Tak też I Conditional odnosi się do przyszłości i prawdopodobnych wydarzeń,
a II Conditional
odnosi się do teraźniejszości lub przyszłości i
akcji, które raczej się nie wydarzą, nie dzieją, a jedynie przypuszczamy "co by było gdyby".
Zobaczmy na diagramie jak konstruujemy obydwa Conditionale (jest to wersja najbardziej typowa):
If + present + Future Simple
If I see you I will give you the money.
Jak cię zobaczę, to dam ci pieniądze.
If + past + II Conditional
If I saw you I would give you the money.
Gdybym cię zobaczył, to dałbym ci pieniądze.
Jak widać w pierwszym trybie warunkowym po "If" używamy pierwszej formy czasownika, nazywanej "present",
a w drugim - drugiej, nazywanej "past". Łatwo się przy okazji domyślić, że w trzecim trybie
warunkowym będziemy używali trzeciej - "past participle".
Powyższy diagram nie uwzględnia użycia czasowników modalnych dla II Conditionala: "could, should, might". O nich będziemy mówić
niżej, w osobnej
sekcji. Dlatego warto tyutaj jedynie nadmienić, że "can" ma swoje "could", które już wyraża II Conditional bez pomocy "would", a jeśli
bardzo chcemy użyć "would" w znaczeniu "mógłby", to używamy całej frazy "would be able". Dla przyszłości można wyłącznie użyć frazy
"will be able", jako że "can" nie ma czasu przyszłego.

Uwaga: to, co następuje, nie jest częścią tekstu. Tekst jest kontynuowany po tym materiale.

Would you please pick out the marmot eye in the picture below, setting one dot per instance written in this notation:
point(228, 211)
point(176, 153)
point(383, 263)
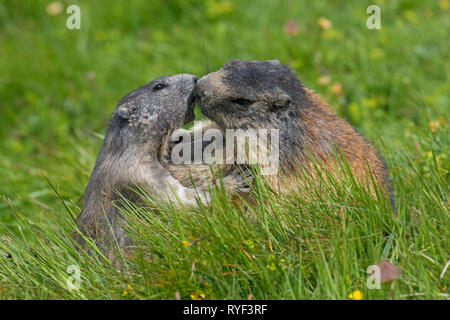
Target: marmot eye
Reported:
point(242, 102)
point(159, 86)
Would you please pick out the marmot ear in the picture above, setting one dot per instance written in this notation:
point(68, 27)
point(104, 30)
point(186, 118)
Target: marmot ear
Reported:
point(124, 111)
point(281, 101)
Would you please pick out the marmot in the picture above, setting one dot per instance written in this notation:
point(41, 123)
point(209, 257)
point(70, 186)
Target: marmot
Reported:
point(132, 155)
point(267, 95)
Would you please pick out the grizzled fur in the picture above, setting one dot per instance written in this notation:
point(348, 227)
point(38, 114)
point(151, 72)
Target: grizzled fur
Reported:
point(132, 154)
point(266, 94)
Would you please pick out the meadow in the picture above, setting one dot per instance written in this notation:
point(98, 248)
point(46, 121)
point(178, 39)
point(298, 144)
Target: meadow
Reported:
point(58, 88)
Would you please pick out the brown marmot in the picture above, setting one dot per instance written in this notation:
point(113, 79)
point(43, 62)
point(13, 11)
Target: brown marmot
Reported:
point(267, 95)
point(133, 153)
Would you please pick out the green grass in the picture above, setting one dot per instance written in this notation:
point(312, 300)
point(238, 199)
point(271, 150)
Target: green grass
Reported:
point(58, 88)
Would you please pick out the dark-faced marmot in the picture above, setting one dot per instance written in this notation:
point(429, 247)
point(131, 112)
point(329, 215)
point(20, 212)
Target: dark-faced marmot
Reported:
point(267, 95)
point(133, 153)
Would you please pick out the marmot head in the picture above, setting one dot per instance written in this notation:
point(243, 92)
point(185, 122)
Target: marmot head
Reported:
point(250, 94)
point(152, 112)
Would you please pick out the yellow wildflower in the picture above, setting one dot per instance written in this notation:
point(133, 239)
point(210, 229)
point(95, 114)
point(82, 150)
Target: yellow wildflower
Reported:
point(291, 28)
point(355, 295)
point(433, 125)
point(54, 8)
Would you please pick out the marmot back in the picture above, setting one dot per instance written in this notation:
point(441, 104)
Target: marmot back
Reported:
point(267, 95)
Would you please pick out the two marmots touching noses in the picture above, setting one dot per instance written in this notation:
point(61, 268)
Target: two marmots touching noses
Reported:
point(242, 95)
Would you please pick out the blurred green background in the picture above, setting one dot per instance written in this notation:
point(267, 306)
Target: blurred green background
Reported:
point(58, 87)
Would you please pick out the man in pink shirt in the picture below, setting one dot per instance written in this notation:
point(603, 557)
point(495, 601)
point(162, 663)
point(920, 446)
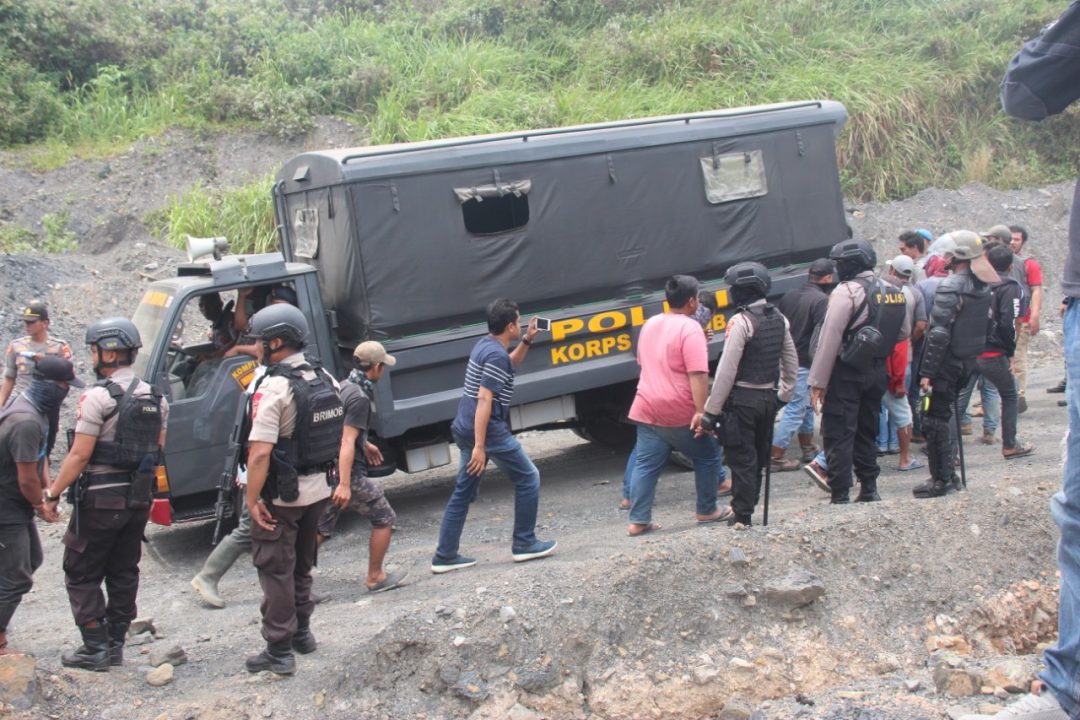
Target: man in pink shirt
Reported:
point(667, 408)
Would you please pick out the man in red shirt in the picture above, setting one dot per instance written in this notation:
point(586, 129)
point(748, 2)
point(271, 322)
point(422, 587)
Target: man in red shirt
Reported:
point(1028, 272)
point(667, 408)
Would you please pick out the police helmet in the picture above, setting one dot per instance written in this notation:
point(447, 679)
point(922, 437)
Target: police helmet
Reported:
point(280, 321)
point(113, 334)
point(855, 252)
point(748, 275)
point(968, 245)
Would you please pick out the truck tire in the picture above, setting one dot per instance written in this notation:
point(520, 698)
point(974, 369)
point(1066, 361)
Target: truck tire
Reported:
point(602, 416)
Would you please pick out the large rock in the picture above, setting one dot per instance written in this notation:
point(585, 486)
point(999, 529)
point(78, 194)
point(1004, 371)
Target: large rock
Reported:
point(1011, 674)
point(160, 676)
point(174, 655)
point(470, 685)
point(17, 684)
point(797, 588)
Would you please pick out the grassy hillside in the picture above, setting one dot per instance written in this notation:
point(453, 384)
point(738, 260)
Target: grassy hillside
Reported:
point(918, 77)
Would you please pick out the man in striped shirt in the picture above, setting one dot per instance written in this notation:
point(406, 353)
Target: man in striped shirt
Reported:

W polskim pierwszym trybie warunkowym czas przyszły mamy w całym zdaniu, natomiast
drugi tryb jest bardzo podobny do angielskiego, z tym, że czas przeszły jest w obu częściach zdania - nawet
po "gdybym":
Jak cię zobaczę, to ci dam kasę.
Gdybym cię zobaczył, to bym ci dał kasę.
Najważniejszym jest jednak, że możemy zamienić całe elementy zdań miejscami:
If I see you i will give you the money.
I will give you the money if I see you.
If I saw you i would give you the money.
I would give you the money if I saw you.
Nie wolno nam jednak użyć "will" oraz "would" w części zdania zaczynającej się od "if". Jest to zgodne z
zasadą "No two Futures in one sentence", czyli w jednym krótkim zdaniu, w którym wszystko się ze sobą ewidentnie wiąże, nie
możemy użyć dwóch czasów przyszłych (w tym również przypuszczeń wprowadzanych słowem "would" - analogicznie do "will").
Jeszcze do kompletu brakuje nam zdań przeczących i pytających, bo warto się i z nimi oswoić. Wielkich cudów tam nie ma, jednak musimy wiedzieć
czym faktycznie się przeczy i czym pyta. No to teraz podobne zdania do tych we wcześniejszych przykładach, ale jako pytanie i przeczenie.
Zdania będą się nieco różniły, żeby brzmiały bardziej sensownie:
If you see me will you give me the money?
If you saw me would you give me the money?
Widzimy, że w pytaniach zmiany zaszły tylko w kolejności podmiotu i operatorów
"will",
"would" drugiej części zdania.
Stały się one pytaniami, zaczynającymi się na "will you"
oraz "would you". Fraza z "if" nie zmienia się, bo warunek
"dania kasy" jest taki sam, tylko nie wiemy jeszcze czy po jego spełnieniu kasa będzie - po to pytamy.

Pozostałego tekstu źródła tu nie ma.